Relaxation is the first requirement for meditation.
I relax my body by stretching my muscles in turn. If I am lying down I start by stretching my body, extending my legs and arms as far as they will go. Then I relax muscles in turn, flexing my feet, then contracting and releasing my thigh muscles, squeezing the muscles in my abdomen, lightly arching my back and so on. Finally I screw up and release my facial muscles.
The second basic requirement is steady breathing.
Meditative breathing should occur through the nose. I try to breathe as steadily as possible both during inhalation and exhalation. Inhalation should take longer than exhalation. I prefer a few minutes practicing steady breathing before beginning meditation. I find that abdominal breathing, using my diaphragm without swelling my ribcage, is the most relaxing and easiest to control. When I have been breathing abdominally for a few minutes I can forget breathing altogether.
The third requirement is observation.
I find observation is particularly useful for reducing inner speech and imaginings. However, observation can also be a hindrance in later stages.
If I have inner speech it usually takes the form of addressing some other person like my ordinary speech. To reduce or still this inner speech I listen to it as if I were addressing myself. As an example, at this moment I am thinking "how do I stop inner speech?" because I am addressing an imaginary reader (you) on this topic. If I change to addressing myself I listen carefully to the first word, "how", of the sentence. This is usually enough to disrupt the succeeding flow of words. If I have inner speech I often ask "who am I talking to?" and this helps to ensure that I divert attention onto each word in turn. I call this minimising of inner speech "Observing Away".
I can also observe away imaginings in the same way.
I find that observing away produces an observational state of mind. This is quite relaxing, a bit like being quiet in the woods waiting for animals. It is the state that is needed to provide the observations that I have given in "Time and Conscious Experience", "Time and Depth", "Space in the dark", "Motion and change".

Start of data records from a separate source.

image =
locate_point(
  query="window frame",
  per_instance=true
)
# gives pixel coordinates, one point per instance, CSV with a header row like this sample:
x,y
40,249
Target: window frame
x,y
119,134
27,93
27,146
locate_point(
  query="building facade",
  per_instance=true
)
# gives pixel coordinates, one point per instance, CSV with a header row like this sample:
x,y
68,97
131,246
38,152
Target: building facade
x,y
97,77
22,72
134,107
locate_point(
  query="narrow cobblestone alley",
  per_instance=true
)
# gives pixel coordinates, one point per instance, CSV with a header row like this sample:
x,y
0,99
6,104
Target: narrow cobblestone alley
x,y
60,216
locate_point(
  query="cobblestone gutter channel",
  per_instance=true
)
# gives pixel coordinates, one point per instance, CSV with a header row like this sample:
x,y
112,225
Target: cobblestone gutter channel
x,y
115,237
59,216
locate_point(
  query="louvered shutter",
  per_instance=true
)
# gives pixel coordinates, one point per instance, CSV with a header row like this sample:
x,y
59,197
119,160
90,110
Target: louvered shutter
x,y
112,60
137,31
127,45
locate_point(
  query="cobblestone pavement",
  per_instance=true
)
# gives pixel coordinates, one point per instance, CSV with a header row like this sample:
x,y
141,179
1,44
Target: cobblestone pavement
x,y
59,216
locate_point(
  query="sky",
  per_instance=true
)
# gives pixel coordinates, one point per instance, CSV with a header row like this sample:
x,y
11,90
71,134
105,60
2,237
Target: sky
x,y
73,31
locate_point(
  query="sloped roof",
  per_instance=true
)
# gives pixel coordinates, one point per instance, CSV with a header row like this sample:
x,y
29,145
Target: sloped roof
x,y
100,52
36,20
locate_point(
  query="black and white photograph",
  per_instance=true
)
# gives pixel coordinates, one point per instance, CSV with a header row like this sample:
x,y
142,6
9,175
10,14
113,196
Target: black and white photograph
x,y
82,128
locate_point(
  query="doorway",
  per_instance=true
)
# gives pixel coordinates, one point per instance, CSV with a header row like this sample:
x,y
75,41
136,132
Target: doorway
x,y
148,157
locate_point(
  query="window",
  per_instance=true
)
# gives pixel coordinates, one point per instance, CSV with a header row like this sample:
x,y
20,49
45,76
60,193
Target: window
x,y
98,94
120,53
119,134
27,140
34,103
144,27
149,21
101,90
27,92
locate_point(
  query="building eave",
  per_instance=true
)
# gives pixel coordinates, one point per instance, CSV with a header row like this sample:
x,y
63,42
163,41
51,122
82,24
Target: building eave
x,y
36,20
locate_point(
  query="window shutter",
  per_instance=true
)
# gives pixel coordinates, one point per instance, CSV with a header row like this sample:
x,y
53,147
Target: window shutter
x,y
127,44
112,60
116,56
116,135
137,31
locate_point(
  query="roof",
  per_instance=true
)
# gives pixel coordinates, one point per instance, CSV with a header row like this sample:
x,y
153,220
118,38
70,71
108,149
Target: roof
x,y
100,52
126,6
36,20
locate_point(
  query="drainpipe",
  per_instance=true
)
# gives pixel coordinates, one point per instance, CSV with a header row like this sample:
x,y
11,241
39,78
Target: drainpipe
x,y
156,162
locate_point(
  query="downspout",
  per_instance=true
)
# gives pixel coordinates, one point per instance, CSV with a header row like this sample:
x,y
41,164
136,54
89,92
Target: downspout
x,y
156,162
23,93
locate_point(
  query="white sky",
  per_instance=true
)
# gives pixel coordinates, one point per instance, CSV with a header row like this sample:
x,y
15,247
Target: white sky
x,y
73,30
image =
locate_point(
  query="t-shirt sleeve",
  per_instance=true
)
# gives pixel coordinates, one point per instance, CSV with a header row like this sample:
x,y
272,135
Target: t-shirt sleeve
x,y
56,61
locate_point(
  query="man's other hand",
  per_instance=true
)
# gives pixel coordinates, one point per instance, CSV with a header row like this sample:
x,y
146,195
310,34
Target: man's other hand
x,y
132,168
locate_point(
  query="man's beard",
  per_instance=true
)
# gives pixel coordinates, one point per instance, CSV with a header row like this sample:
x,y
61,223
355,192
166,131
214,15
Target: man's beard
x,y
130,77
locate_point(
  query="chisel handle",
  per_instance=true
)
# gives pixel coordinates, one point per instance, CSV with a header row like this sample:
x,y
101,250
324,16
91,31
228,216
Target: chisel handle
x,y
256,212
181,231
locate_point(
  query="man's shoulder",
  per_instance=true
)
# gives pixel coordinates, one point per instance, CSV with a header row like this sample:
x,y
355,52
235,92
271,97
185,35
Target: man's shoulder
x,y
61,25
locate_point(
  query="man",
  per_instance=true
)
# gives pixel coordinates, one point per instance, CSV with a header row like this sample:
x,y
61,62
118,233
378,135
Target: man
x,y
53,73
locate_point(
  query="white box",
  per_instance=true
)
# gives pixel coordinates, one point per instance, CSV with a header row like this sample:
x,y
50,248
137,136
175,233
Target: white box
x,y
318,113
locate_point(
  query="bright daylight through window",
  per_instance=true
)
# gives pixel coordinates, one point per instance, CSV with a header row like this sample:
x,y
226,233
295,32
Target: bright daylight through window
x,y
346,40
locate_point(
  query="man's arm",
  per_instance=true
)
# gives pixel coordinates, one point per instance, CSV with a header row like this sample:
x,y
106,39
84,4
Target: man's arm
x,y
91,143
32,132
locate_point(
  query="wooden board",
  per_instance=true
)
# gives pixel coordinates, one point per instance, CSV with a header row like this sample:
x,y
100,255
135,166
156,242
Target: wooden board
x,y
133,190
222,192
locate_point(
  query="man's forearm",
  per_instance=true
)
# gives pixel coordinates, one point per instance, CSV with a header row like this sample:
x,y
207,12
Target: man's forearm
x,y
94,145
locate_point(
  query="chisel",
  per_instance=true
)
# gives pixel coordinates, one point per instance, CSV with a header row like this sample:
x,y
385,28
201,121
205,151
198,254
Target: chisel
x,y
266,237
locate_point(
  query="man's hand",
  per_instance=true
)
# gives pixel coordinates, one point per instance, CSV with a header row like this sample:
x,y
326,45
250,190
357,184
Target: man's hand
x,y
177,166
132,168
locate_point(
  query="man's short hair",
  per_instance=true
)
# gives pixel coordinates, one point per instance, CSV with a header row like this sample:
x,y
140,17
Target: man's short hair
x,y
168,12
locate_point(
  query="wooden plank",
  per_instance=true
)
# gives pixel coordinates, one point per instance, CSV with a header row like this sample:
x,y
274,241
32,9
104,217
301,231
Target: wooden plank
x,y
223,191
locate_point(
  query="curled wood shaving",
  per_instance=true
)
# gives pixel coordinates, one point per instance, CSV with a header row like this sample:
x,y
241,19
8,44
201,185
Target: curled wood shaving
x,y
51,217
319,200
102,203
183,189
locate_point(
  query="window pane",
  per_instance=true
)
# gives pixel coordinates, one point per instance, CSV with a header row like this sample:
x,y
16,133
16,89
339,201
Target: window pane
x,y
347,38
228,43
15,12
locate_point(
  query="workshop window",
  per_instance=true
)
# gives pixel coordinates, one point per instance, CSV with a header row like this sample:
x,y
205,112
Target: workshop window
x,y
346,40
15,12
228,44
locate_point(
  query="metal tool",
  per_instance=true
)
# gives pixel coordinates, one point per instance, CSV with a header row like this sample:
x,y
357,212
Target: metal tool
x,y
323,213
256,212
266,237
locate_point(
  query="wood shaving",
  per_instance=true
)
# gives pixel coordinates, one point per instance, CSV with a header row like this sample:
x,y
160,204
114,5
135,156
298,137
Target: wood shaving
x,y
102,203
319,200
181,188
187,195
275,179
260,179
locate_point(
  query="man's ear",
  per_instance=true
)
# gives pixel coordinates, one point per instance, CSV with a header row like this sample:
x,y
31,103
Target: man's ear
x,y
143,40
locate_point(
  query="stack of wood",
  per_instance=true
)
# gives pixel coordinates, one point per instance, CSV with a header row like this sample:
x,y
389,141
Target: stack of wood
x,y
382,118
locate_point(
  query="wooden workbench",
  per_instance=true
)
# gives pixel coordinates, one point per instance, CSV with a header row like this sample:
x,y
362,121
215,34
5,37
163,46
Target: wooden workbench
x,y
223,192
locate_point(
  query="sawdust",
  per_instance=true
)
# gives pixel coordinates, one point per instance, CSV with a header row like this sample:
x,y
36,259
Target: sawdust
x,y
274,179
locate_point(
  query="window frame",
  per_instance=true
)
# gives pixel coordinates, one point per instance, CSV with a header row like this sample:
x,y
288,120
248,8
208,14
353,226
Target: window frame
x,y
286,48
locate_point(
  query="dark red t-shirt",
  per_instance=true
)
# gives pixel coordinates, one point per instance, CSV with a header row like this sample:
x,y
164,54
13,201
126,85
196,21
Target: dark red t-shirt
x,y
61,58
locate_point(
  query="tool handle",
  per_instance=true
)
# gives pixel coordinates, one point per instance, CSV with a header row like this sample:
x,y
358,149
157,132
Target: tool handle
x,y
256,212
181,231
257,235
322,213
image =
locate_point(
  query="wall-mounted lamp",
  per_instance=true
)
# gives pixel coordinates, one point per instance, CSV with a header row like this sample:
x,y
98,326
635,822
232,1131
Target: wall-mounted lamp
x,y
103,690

If I want to experience other mental events and states I get into the observing away state and then release it.
Now comes the big problem, if I am not in an observational state I find it almost impossible to report how I get to other states. I am working on this problem but I cannot get more than a few seconds into other states before observing disrupts them.
The first and simplest "state of mind" is discursiveness (although discursiveness may not be a truly distinguishable "state"). Discursiveness is probably a natural state for many people and positively encouraged by education. When I am in a discursive state inner speech is dominant, I might be rehearsing what I am to say in business or my profession or I might simply be dwelling on matters. Inner speech takes away attention from the world and all other aspects of experience except those that are an object of inner speech. (For instance "oh dear, my gut hurts" increases the focus on the pain). I find discursiveness actually blurs and darkens my field of view. If I have a problem inner speech massages my emotional responses and the emotions generated can lead to further inner speech. Inner speech can lead to day dreaming in which I have dim imagery of the events being rehearsed. The discursive state can easily be diverted by sensory events, bodily feelings etc. Observing away inner speech is useful at times. The relationships between the elements of the discursive state are the same as between those in the observational state which leads me to question whether discursiveness deserves the label "state of mind" or should just be described as a brain that is out of conscious control.
The second simplest non-observational state that I would like to describe is ecstacy, this is a delusional state where I feel one with my experience. I use the word "delusional" in the Buddhist sense - ecstacy is fun but cannot be pivotal to understanding. Having achieved relaxation and steady breathing the duration of inspiration is increased relative to expiration. I smile slightly and relax my face. Now, if I observe vision or imagination I cannot move into the ecstatic state. If I move my eyes downward and inwards it helps but if I observe this too closely there is no transition. If I am mentally still a transition into ecstacy occurs. The special aspect of this state is the removal of the observer from a still mind. The spatial relationships that occur in ecstacy are the same as those in the observational state and the "oneness" is due to the mind simply being its content without either a discursive flow of the content or the observational process. The remaining flow comes from my body and a small smile seems to be enough to bring happiness to mind if discursion and observation are absent. It is easy to forget that my conscious mind is spatio-temporally arranged events and it is the change of content that has a non-conscious origin. As Aristotle put it, my mind is the 'objects that it thinks' and I am ecstatic if these are peaceful, do not change much and contain a happy feeling. (Where "I" am both the conscious and non-conscious "me"). The ecstatic state is used as a way of selling certain religions - it is a delusion - but the calmness of mind is helpful.